Heritage: Urban Transportation Policy Requires Factual Foundations

This paper is published by The Heritage Foundation, February 7, 2011

Written by: Wendell Cox

Derailing transit myths: Newer large-rail transit systems have not attracted drivers from their cars for work trips, according to a paper released this week by the Heritage Foundation. Additionally, the paper finds that increases in transit funding tend to produce a considerably smaller corresponding increase in transit ridership; transit’s capital and operating costs are excessive and preclude its potential for expansion; there is little potential for transit to attract drivers from automobiles for the vast majority of urban trips because of transit’s limited competitiveness with the car; and the claimed benefits of transit have been exaggerated, including economic impacts, energy efficiency and savings in congestion, consumer and accident costs.
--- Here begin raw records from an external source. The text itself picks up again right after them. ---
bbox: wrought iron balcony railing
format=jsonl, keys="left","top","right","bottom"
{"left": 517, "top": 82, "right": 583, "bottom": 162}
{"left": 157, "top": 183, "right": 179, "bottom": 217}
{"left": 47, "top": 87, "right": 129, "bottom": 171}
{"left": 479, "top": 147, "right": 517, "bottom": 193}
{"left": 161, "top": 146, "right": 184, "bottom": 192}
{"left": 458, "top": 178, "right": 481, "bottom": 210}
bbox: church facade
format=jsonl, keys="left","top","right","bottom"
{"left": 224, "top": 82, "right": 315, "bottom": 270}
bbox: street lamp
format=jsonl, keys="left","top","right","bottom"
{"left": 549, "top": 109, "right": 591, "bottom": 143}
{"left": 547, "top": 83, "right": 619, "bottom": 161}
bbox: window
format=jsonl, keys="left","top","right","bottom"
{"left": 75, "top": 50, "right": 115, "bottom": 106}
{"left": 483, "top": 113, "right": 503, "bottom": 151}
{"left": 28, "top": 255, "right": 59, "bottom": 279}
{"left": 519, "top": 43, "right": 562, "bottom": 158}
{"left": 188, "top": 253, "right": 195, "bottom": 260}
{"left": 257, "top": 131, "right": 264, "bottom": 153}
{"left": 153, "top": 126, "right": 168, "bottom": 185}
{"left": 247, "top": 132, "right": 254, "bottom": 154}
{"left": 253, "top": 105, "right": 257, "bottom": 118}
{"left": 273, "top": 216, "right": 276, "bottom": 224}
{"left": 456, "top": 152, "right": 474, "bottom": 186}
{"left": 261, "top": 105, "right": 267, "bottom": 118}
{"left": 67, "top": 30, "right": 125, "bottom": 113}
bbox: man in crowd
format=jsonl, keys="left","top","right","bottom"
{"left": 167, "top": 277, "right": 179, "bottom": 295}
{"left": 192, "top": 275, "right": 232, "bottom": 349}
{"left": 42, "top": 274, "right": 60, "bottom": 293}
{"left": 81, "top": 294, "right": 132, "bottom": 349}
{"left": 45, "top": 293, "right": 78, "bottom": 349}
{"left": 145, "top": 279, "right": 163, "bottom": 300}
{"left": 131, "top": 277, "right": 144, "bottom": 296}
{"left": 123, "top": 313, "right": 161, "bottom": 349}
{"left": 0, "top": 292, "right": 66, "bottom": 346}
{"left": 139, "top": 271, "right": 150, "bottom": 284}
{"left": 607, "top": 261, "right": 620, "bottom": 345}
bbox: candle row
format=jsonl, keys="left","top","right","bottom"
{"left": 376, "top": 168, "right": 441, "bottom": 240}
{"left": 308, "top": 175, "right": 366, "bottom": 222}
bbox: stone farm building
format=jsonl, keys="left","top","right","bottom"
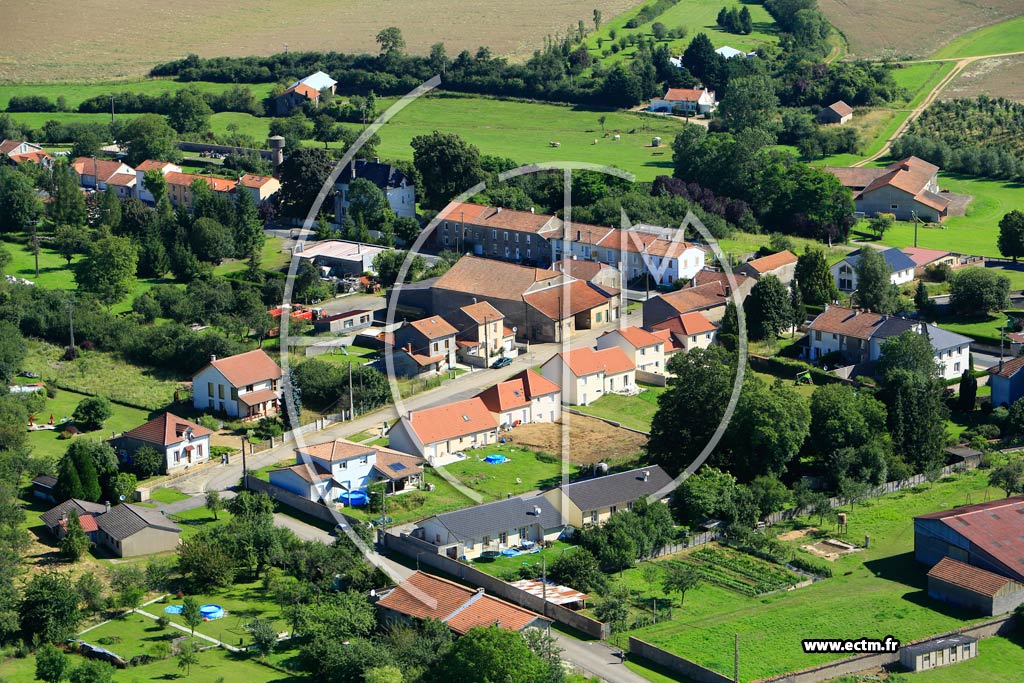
{"left": 826, "top": 156, "right": 950, "bottom": 222}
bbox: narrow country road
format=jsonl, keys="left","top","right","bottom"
{"left": 852, "top": 50, "right": 1024, "bottom": 168}
{"left": 553, "top": 633, "right": 651, "bottom": 683}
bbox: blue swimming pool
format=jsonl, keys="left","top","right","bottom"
{"left": 339, "top": 490, "right": 369, "bottom": 506}
{"left": 164, "top": 605, "right": 183, "bottom": 614}
{"left": 484, "top": 454, "right": 507, "bottom": 464}
{"left": 200, "top": 604, "right": 224, "bottom": 620}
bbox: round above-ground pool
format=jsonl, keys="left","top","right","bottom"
{"left": 164, "top": 605, "right": 183, "bottom": 614}
{"left": 199, "top": 604, "right": 224, "bottom": 620}
{"left": 484, "top": 454, "right": 507, "bottom": 464}
{"left": 479, "top": 550, "right": 501, "bottom": 560}
{"left": 500, "top": 548, "right": 521, "bottom": 557}
{"left": 339, "top": 490, "right": 369, "bottom": 507}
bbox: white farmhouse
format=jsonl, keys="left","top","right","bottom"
{"left": 540, "top": 346, "right": 636, "bottom": 406}
{"left": 191, "top": 349, "right": 282, "bottom": 419}
{"left": 648, "top": 87, "right": 717, "bottom": 115}
{"left": 113, "top": 412, "right": 213, "bottom": 474}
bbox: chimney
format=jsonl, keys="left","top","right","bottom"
{"left": 725, "top": 285, "right": 731, "bottom": 298}
{"left": 210, "top": 354, "right": 217, "bottom": 362}
{"left": 824, "top": 303, "right": 830, "bottom": 312}
{"left": 530, "top": 207, "right": 535, "bottom": 213}
{"left": 104, "top": 501, "right": 111, "bottom": 512}
{"left": 643, "top": 470, "right": 650, "bottom": 481}
{"left": 533, "top": 505, "right": 542, "bottom": 516}
{"left": 496, "top": 207, "right": 502, "bottom": 214}
{"left": 373, "top": 157, "right": 380, "bottom": 164}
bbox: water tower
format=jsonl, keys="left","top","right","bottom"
{"left": 268, "top": 135, "right": 286, "bottom": 177}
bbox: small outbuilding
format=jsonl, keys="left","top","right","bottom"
{"left": 899, "top": 634, "right": 977, "bottom": 672}
{"left": 927, "top": 556, "right": 1024, "bottom": 616}
{"left": 818, "top": 101, "right": 853, "bottom": 125}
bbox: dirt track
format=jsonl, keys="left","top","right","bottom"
{"left": 509, "top": 416, "right": 648, "bottom": 465}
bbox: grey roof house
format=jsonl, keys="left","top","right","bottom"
{"left": 413, "top": 495, "right": 567, "bottom": 560}
{"left": 543, "top": 465, "right": 673, "bottom": 527}
{"left": 94, "top": 503, "right": 181, "bottom": 558}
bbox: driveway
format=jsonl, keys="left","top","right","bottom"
{"left": 553, "top": 633, "right": 651, "bottom": 683}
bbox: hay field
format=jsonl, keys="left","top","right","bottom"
{"left": 0, "top": 0, "right": 637, "bottom": 83}
{"left": 818, "top": 0, "right": 1023, "bottom": 59}
{"left": 941, "top": 54, "right": 1024, "bottom": 101}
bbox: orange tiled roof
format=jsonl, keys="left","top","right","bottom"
{"left": 523, "top": 280, "right": 613, "bottom": 320}
{"left": 438, "top": 202, "right": 558, "bottom": 234}
{"left": 434, "top": 256, "right": 561, "bottom": 301}
{"left": 742, "top": 250, "right": 797, "bottom": 274}
{"left": 123, "top": 412, "right": 212, "bottom": 447}
{"left": 606, "top": 326, "right": 663, "bottom": 348}
{"left": 405, "top": 397, "right": 497, "bottom": 445}
{"left": 203, "top": 349, "right": 282, "bottom": 387}
{"left": 408, "top": 316, "right": 458, "bottom": 340}
{"left": 663, "top": 87, "right": 712, "bottom": 102}
{"left": 477, "top": 369, "right": 559, "bottom": 413}
{"left": 458, "top": 300, "right": 504, "bottom": 325}
{"left": 553, "top": 346, "right": 634, "bottom": 377}
{"left": 136, "top": 160, "right": 175, "bottom": 172}
{"left": 927, "top": 557, "right": 1019, "bottom": 598}
{"left": 164, "top": 171, "right": 237, "bottom": 192}
{"left": 239, "top": 174, "right": 277, "bottom": 189}
{"left": 284, "top": 83, "right": 321, "bottom": 99}
{"left": 652, "top": 312, "right": 717, "bottom": 336}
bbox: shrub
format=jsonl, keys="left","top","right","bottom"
{"left": 788, "top": 555, "right": 832, "bottom": 578}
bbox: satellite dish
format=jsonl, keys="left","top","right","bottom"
{"left": 119, "top": 494, "right": 126, "bottom": 501}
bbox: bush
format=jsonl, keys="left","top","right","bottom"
{"left": 788, "top": 555, "right": 832, "bottom": 578}
{"left": 73, "top": 395, "right": 112, "bottom": 431}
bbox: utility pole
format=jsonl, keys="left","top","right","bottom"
{"left": 734, "top": 634, "right": 739, "bottom": 683}
{"left": 241, "top": 435, "right": 249, "bottom": 489}
{"left": 541, "top": 554, "right": 548, "bottom": 617}
{"left": 483, "top": 314, "right": 490, "bottom": 361}
{"left": 913, "top": 211, "right": 919, "bottom": 248}
{"left": 110, "top": 95, "right": 115, "bottom": 125}
{"left": 30, "top": 228, "right": 40, "bottom": 278}
{"left": 348, "top": 362, "right": 355, "bottom": 420}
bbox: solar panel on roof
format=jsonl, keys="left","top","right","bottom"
{"left": 389, "top": 463, "right": 407, "bottom": 472}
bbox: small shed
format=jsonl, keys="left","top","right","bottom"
{"left": 944, "top": 446, "right": 983, "bottom": 470}
{"left": 927, "top": 556, "right": 1024, "bottom": 616}
{"left": 818, "top": 101, "right": 853, "bottom": 125}
{"left": 899, "top": 634, "right": 977, "bottom": 672}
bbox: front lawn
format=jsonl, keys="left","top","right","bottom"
{"left": 148, "top": 487, "right": 190, "bottom": 504}
{"left": 25, "top": 387, "right": 152, "bottom": 461}
{"left": 469, "top": 540, "right": 578, "bottom": 579}
{"left": 574, "top": 386, "right": 665, "bottom": 432}
{"left": 613, "top": 467, "right": 1006, "bottom": 680}
{"left": 935, "top": 311, "right": 1021, "bottom": 347}
{"left": 439, "top": 444, "right": 568, "bottom": 500}
{"left": 168, "top": 504, "right": 233, "bottom": 539}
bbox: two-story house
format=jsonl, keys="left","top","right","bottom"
{"left": 191, "top": 349, "right": 283, "bottom": 419}
{"left": 831, "top": 248, "right": 916, "bottom": 292}
{"left": 447, "top": 300, "right": 517, "bottom": 367}
{"left": 542, "top": 465, "right": 673, "bottom": 527}
{"left": 736, "top": 250, "right": 798, "bottom": 286}
{"left": 826, "top": 156, "right": 949, "bottom": 222}
{"left": 596, "top": 326, "right": 666, "bottom": 376}
{"left": 649, "top": 311, "right": 718, "bottom": 353}
{"left": 71, "top": 157, "right": 136, "bottom": 196}
{"left": 388, "top": 397, "right": 499, "bottom": 463}
{"left": 648, "top": 87, "right": 718, "bottom": 115}
{"left": 391, "top": 316, "right": 458, "bottom": 376}
{"left": 806, "top": 306, "right": 972, "bottom": 380}
{"left": 164, "top": 172, "right": 237, "bottom": 211}
{"left": 540, "top": 346, "right": 636, "bottom": 406}
{"left": 1, "top": 139, "right": 53, "bottom": 167}
{"left": 269, "top": 438, "right": 424, "bottom": 503}
{"left": 134, "top": 160, "right": 183, "bottom": 204}
{"left": 434, "top": 202, "right": 562, "bottom": 267}
{"left": 334, "top": 158, "right": 416, "bottom": 221}
{"left": 476, "top": 369, "right": 562, "bottom": 427}
{"left": 113, "top": 412, "right": 213, "bottom": 474}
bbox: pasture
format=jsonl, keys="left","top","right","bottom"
{"left": 0, "top": 0, "right": 634, "bottom": 83}
{"left": 617, "top": 467, "right": 1003, "bottom": 681}
{"left": 931, "top": 15, "right": 1024, "bottom": 59}
{"left": 818, "top": 0, "right": 1024, "bottom": 59}
{"left": 0, "top": 80, "right": 275, "bottom": 110}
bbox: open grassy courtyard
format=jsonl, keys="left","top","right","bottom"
{"left": 574, "top": 386, "right": 665, "bottom": 432}
{"left": 611, "top": 467, "right": 1007, "bottom": 681}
Abstract: The 2010 Heritage Foundation report “Washington’s War on Cars and the Suburbs” disputed Transportation Secretary Ray LaHood’s claims that public transit produces substantial economic benefits, consumes only onefifth the energy of cars, and saves billions in other costs. The author of the 2004 American Public Transportation Association report, Todd Litman, has taken issue with “Washington’s War.” The following paper is a response to Litman’s recent claims—and finds that new rail transit systems have not attracted drivers from their cars for commutes; transit funding increases are far out of proportion to any increase in ridership; transit attracts few drivers because of its limited competitiveness with the car; and the purported cost benefits have been exaggerated. Wendell Cox explains how outdated numbers and ambiguous definitions form the basis of today’s urban transportation policy.